Was tut ein überzeugter Bewohner toskanisch-umbrischer Rusticos, wenn er sich nach Jahren der Ignoranz schlussendlich dem berühmtesten und größten Gewässer Norditaliens bereit ist zu widmen? Richtig: Aus lauter Furcht vor der Enge und Hitze an den Gestaden brettert er die westliche Gardesana, einem Wunderwerk der Straßenbaukunst schlechthin, durch unzählige Galerien und Tunnels am See entlang und flüchtet sich in ein unscheinbares Bergdorf Namens Prabione, seines Zeichen wiederum einer von sechs Ortsteilen der Gemeinde Tignale oberhalb des lombardischen Westufers, die es zusammen auf gerade einmal 1300 Einwohner bringen.

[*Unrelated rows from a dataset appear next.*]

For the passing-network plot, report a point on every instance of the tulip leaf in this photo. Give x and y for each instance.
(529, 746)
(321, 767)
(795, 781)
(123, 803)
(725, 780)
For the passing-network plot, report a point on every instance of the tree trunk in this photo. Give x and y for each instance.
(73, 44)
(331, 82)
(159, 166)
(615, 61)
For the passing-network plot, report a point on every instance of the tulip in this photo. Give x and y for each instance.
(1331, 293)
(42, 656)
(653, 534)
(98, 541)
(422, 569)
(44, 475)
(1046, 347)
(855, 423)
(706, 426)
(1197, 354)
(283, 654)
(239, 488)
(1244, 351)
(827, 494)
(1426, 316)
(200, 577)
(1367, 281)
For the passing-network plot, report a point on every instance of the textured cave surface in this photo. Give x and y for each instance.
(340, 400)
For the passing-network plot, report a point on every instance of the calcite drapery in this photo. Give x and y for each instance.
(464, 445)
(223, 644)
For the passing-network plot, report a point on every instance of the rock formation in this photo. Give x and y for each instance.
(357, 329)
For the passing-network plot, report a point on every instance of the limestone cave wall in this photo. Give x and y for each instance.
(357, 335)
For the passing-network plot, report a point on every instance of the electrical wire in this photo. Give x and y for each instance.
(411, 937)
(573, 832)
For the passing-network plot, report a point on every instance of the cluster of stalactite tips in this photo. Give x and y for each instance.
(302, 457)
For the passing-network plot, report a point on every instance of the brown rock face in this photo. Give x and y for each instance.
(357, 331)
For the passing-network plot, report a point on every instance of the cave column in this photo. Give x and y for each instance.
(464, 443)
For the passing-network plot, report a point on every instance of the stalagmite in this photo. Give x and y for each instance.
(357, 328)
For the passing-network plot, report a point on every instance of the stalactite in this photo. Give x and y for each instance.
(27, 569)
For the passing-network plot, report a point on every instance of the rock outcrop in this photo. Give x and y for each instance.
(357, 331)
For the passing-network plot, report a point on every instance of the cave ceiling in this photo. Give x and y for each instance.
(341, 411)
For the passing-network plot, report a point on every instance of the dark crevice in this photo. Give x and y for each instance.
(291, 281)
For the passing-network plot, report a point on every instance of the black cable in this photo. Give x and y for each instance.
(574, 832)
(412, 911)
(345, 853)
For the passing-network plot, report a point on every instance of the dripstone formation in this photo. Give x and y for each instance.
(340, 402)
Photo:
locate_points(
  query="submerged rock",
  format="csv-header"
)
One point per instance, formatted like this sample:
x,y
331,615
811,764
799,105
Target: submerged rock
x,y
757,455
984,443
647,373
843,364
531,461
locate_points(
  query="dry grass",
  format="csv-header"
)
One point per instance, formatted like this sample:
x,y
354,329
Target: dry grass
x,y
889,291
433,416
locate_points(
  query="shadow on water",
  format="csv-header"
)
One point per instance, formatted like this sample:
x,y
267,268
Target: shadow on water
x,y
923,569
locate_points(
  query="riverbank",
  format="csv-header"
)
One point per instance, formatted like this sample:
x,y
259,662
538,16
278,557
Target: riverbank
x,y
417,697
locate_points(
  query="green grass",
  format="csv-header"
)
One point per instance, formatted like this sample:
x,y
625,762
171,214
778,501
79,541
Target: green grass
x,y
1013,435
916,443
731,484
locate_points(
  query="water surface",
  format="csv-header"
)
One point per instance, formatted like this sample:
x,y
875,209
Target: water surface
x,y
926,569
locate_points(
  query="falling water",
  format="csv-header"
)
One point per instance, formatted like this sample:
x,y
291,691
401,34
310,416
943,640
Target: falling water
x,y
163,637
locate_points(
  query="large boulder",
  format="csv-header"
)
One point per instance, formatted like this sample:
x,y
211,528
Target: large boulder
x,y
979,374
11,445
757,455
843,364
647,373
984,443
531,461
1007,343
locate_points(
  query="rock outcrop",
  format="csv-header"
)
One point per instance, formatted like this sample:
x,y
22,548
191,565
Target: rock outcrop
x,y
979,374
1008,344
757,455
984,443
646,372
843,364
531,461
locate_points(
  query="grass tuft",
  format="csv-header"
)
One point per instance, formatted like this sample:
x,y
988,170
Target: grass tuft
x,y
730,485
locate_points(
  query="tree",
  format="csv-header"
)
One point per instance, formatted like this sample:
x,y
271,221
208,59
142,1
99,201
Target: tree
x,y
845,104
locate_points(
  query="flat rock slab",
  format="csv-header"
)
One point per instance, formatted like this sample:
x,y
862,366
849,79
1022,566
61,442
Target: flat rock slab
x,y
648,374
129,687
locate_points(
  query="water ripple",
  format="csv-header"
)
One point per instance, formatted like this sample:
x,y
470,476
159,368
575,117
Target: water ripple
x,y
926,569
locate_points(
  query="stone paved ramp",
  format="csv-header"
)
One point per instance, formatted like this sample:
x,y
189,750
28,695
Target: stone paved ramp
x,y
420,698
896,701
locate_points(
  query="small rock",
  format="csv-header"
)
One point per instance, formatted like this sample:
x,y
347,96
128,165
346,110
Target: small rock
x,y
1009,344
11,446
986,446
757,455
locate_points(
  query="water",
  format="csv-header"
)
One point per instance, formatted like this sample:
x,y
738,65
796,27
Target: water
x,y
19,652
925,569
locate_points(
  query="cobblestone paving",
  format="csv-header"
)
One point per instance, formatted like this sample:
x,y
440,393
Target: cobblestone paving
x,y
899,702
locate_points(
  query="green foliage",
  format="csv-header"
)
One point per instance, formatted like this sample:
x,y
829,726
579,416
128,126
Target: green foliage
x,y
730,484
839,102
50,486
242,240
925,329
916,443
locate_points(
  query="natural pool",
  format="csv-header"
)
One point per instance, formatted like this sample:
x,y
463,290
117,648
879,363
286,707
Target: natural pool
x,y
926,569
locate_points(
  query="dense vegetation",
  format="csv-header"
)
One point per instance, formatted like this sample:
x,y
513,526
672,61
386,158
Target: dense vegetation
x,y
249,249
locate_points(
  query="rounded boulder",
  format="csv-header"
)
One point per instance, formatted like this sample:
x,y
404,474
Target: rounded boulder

Immerhin hat diese Ansammlung von teils Jahrhunderte alten Bruchstein- und modernen Apartmenthäusern dem interessanten Agriturismo Al Lambic, den wir auch gerne bewohnt hätten, dessen Ferienwohnungen aber in Folge der fortgeschrittenen Buchungssituation im Februar 2011 nicht mehr an zwei aufeinander folgenden Wochen zu haben waren. Der emsige Manager dieses Unternehmens mit kleinem Ristorante, Alessandro Virdia und passionierter Schnapsbrenner, hatte sich jedoch schwer ins Zeug gelegt, um uns die gegenüber liegende Privatwohnung zu vermitteln. Die Zufahrt über extrem enge Gassen gleicht einem Glücksspiel: Nicht mehr als zwei Zentimeter zwischen den Außenspiegeln und den hohen Mauern links und rechts treiben den Angstschweiß auf die Stirn und lassen so gut wie keinen Platz für Lenkmanöver. Und trotzdem soll der dicke Vectra irgendwie unbeschadet die Einfahrt zum kleinen Innenhof passieren.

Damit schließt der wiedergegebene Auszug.